Workday shares the same HR detection rules as Rippling and BambooHR:
Base HR rules (6):
| Finding | Severity |
|---|---|
| Terminated employee still active in IDP | Critical |
| Offboarding delay — access not revoked within policy window | High |
| Ghost employee — IDP account with no HR record | Medium |
| Department drift — IDP department doesn't match HR record | Low |
| Manager mismatch — IDP manager doesn't match HR record | Low |
| New hire with no IDP account after grace period | Medium |
Compound rules — require 3+ connected platforms (8):
| Finding | Severity |
|---|---|
| Terminated employee retains admin entitlements in SaaS apps | Critical |
| Terminated employee has active managed device | High |
| Terminated employee on device with active threat | Critical |
| New hire has no managed device after onboarding window | Medium |
| Terminated employee has active mailbox forwarding rule | High |
| Terminated employee has active AI tool access | High |
| Terminated employee retains ITSM admin role | High |
Prerequisites¶
- Workday tenant with REST API access enabled
- Integration System User (ISU) in Workday with read access to Worker data, or an API client configured for OAuth
Connect via API token¶
Thalian connects to Workday using a REST API token scoped to your tenant.
- Sign in to your Workday tenant as an admin
- Create an Integration System User (ISU) with read-only access to:
- Worker data (name, email, employment status, department, manager, start/termination dates)
- Generate a REST API token for the ISU, or note the ISU username and password
- Note your Tenant URL (e.g.,
https://wd5-impl-services1.workday.com) and Tenant Name (e.g.,your_company)
Connect in Thalian¶
- Go to Integrations → Browse
- Find Workday and click Connect
- Enter your Tenant URL, Tenant Name, and API Token (or ISU credentials)
- Click Connect — Thalian validates the credentials and begins the first sync
What Thalian syncs¶
- All workers — name, email, employment status (Active, Terminated, Leave of Absence), department, title, manager email, hire date, and termination date
- Terminated workers — used as the authoritative signal to identify accounts that remain active in connected IDPs, SaaS apps, or device managers after offboarding
Thalian does not sync payroll data, compensation, benefits, time-off balances, or any sensitive HR fields beyond employment status and identity attributes.
How HR data powers cross-platform findings¶
Workday data alone doesn't generate findings — it becomes the authoritative termination signal that Thalian uses to query across every other connected platform.

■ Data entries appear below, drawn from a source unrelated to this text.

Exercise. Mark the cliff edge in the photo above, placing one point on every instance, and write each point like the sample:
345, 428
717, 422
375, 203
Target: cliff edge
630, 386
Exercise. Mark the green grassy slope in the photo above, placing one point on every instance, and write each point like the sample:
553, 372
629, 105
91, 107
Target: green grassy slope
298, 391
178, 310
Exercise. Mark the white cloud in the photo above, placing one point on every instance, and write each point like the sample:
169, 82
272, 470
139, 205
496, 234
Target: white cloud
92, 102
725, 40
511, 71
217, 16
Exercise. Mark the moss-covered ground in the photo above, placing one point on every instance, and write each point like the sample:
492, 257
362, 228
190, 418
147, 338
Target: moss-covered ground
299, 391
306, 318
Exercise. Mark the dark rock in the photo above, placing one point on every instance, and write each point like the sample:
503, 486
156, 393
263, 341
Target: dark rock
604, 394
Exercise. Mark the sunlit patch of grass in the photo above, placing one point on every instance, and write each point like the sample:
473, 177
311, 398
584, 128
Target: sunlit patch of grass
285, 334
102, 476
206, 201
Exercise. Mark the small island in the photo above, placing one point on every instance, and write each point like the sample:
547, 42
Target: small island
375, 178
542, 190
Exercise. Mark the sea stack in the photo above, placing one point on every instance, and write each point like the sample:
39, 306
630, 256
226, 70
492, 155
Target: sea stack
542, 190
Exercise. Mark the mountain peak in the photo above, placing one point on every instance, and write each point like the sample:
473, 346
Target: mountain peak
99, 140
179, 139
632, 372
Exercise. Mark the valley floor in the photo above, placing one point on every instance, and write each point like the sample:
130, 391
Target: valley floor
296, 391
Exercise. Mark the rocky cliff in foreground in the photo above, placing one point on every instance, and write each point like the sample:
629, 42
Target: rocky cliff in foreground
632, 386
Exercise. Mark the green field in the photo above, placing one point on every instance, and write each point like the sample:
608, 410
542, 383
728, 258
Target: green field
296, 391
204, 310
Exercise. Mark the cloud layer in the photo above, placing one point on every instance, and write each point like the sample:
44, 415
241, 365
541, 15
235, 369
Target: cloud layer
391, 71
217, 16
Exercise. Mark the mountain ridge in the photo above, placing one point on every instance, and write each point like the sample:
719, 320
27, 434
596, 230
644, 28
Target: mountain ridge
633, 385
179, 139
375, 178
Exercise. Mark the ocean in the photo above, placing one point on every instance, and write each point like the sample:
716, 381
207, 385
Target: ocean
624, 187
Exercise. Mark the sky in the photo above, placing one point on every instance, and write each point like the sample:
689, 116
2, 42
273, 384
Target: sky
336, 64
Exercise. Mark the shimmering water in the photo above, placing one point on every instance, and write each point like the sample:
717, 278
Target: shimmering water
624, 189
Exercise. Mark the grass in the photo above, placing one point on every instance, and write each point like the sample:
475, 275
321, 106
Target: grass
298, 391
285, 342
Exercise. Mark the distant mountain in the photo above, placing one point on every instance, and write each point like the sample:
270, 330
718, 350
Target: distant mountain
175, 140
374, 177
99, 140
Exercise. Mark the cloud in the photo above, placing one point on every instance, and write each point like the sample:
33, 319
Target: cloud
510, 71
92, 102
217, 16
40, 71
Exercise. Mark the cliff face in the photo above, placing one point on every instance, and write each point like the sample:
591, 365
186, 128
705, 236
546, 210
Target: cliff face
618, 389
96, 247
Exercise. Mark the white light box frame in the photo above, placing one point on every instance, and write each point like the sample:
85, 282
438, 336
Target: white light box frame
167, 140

For example:
- If a Workday termination record exists for
jane@company.com, Thalian checks whether her Okta account is still active, whether her laptop is still checking in to Jamf, whether she still has GitHub access, and whether her Salesforce account is still enabled. - The more platforms connected alongside Workday, the more compound findings Thalian can surface.
Remediation¶
Workday is a read-only integration — it is the HR source of truth, not a remediation target. All remediation actions for HR-triggered findings execute against the IDP or SaaS platform where the account remains active:
- Suspend the user in Okta, Entra ID, or Google Workspace
- Revoke device enrollment in Jamf, Intune, or Iru
- Revoke GitHub org membership or Salesforce access directly
Troubleshooting¶
- Connection failed: Ensure the Tenant URL includes the full hostname (e.g.,
https://wd5-impl-services1.workday.com) and the Tenant Name matches your Workday configuration - No workers synced: Confirm the ISU or API token has read access to the
/workersendpoint - Terminated employees not detected: Verify that terminated worker records are accessible via the API and include termination date
- Compound findings not appearing: Compound rules require at least 3 connected platforms. Connect an IDP and at least one additional platform alongside Workday
For a full list of supported platforms, see Integrations Guide.